The Talisman was an American merchant ship and blockade runner during the American Civil War. It sank in 1864; one of its crew was Clifford Lanier, brother of the poet Sidney Lanier, who was on the Lucy. The Talisman was part of a flotilla of blockade runners gathered in November 1864 near Cape Fear, but on December 19 ran onto the wreck of the CSS Raleigh, and had to return to Wilmington for repairs. It left Wilmington on December 26, and broke up during heavy seas on December 29 (David Jones says the ship left Wilmington on December 24). The crew, including Lanier, were saved by a Federal schooner.
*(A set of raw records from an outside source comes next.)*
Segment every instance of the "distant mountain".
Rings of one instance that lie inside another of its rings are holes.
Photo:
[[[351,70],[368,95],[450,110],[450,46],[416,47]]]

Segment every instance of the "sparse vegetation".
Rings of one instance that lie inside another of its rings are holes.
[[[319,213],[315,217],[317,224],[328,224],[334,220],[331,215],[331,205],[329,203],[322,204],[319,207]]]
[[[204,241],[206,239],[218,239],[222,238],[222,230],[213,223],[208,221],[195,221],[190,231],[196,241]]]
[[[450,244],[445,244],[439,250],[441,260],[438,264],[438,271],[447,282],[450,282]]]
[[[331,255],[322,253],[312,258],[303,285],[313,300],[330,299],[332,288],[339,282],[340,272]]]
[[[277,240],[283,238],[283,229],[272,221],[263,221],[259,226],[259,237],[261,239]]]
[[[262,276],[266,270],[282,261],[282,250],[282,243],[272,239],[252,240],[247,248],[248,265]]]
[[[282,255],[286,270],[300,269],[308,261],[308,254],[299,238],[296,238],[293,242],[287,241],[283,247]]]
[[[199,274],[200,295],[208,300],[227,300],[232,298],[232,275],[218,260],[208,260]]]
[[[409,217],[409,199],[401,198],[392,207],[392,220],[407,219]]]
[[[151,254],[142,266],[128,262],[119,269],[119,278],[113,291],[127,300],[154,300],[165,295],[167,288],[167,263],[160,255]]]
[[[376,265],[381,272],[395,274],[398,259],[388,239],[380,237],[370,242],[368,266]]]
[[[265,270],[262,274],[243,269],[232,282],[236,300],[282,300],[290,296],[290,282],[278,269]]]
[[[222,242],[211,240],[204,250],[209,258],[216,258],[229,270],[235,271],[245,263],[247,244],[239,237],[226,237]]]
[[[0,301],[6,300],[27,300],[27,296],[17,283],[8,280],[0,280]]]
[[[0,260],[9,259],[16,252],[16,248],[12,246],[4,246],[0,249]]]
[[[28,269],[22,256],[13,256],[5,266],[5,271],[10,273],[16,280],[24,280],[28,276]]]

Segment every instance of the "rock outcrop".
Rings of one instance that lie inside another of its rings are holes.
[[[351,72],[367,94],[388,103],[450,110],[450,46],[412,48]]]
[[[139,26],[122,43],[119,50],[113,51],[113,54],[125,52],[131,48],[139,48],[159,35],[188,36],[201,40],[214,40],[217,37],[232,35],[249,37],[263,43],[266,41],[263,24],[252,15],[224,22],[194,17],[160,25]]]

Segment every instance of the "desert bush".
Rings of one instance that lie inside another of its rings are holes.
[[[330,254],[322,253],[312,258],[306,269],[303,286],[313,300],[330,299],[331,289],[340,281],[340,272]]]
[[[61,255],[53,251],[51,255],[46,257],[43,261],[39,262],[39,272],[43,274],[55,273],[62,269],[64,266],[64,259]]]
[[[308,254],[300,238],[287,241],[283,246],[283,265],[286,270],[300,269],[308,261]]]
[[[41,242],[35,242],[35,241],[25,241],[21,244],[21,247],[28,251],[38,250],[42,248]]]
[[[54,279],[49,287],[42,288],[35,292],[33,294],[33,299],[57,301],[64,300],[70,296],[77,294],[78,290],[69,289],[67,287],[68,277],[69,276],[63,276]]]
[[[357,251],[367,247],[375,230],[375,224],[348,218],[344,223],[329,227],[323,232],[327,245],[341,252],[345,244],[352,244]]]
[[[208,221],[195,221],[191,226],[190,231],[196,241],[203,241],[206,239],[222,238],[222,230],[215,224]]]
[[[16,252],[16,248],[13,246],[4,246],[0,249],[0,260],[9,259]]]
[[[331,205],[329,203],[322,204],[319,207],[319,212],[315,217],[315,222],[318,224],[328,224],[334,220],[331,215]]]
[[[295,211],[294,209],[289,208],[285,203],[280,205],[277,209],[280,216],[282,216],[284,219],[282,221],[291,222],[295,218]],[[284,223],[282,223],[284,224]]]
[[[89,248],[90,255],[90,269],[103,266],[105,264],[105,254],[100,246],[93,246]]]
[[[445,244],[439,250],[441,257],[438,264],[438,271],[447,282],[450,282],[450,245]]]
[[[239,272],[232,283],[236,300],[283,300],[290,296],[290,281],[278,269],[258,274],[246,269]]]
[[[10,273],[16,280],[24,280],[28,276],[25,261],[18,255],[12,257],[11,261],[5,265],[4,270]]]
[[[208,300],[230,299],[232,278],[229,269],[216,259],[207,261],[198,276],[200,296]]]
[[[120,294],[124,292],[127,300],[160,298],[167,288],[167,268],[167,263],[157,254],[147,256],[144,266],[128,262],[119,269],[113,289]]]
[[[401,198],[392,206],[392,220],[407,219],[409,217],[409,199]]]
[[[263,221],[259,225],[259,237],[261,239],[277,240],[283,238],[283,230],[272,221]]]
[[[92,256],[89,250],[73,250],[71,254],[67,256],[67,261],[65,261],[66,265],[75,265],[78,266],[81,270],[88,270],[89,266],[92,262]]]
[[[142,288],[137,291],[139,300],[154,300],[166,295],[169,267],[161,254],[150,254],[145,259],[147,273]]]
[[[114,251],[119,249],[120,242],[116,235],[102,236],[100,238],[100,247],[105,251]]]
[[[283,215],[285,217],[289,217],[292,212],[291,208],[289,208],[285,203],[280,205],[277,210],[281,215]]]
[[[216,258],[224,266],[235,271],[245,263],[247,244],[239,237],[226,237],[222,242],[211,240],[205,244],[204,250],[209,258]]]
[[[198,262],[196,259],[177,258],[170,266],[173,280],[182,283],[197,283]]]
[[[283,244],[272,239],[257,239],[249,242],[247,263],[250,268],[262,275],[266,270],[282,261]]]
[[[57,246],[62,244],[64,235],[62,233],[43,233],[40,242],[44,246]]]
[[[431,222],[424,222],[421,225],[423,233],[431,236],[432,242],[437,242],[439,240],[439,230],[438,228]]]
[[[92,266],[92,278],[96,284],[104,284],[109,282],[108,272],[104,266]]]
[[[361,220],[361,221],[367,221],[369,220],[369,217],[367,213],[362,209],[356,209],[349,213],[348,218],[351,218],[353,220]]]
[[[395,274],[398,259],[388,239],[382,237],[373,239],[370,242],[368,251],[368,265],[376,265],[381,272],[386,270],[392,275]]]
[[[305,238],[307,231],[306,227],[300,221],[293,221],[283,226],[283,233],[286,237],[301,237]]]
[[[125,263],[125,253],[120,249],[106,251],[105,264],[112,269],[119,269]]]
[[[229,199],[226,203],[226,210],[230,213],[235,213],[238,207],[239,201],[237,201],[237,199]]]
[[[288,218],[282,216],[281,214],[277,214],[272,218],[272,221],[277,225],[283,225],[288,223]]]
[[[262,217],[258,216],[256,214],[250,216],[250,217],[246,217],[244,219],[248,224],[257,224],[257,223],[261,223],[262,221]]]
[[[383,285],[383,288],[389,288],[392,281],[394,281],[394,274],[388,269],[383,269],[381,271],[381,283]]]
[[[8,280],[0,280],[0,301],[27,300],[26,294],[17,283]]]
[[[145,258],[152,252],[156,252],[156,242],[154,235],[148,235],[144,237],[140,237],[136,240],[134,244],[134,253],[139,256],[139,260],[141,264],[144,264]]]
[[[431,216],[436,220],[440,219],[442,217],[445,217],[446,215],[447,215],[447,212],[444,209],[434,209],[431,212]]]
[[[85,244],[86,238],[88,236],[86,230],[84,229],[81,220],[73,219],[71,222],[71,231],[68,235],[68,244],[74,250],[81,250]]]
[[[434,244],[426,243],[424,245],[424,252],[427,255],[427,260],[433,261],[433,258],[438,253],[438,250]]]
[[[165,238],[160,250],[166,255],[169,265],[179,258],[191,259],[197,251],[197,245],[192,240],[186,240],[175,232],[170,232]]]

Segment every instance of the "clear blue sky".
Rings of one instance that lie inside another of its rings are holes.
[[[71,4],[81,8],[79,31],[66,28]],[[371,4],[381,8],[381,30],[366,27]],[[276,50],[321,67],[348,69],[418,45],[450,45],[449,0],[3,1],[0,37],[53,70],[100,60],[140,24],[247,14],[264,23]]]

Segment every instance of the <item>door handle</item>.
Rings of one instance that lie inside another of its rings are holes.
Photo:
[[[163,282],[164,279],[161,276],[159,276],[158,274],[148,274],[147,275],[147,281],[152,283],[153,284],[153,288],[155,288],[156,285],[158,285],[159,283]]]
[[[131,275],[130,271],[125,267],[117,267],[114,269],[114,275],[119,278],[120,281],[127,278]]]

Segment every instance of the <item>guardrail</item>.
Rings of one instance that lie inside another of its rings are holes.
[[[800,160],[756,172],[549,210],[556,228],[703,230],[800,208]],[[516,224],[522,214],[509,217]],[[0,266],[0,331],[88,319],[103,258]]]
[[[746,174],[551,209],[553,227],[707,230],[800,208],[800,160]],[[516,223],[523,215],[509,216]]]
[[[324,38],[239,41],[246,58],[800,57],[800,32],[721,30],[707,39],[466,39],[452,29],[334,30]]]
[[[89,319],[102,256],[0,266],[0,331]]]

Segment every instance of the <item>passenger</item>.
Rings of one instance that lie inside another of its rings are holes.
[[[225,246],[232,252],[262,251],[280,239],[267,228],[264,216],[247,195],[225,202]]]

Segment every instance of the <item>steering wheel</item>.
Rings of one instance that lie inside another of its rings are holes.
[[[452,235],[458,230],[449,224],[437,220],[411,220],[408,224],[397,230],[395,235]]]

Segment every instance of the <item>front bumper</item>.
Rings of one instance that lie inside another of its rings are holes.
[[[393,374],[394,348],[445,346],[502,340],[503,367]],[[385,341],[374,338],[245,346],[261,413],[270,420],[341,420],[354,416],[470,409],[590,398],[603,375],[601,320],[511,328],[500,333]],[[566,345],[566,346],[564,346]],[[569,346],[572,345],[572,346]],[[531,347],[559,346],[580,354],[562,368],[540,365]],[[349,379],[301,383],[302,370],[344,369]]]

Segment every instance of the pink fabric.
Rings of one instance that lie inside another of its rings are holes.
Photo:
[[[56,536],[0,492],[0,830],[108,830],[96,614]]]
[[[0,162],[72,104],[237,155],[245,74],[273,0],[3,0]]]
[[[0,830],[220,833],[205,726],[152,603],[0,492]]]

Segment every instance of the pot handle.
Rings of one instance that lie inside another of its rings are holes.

According to data compiled by Civil War scholar Stephen R. Wise, the Talisman was a sidewheel steamer with an iron hull built by John Scott and Sons, in Greenock, Scotland, and owned/operated by William Boyle, of the Albion Trading Company. It measured 201.3 by 21.15 by 9.5, with 266 gt, 173 rt, 359 bt. It is reported as arriving in North Carolina ports on Oct. 1, Nov. 6, Dec. 8, 1864 (in all cases from Bermuda). It is reported as having left North Carolina ports on Oct. 19 and Nov. 19 1864, for Bermuda; it left on Dec. 18 and returned, and then on Dec. 26 and foundered. Operating in the Atlantic, it made a total of six attempts to break the blockade, succeeding five times.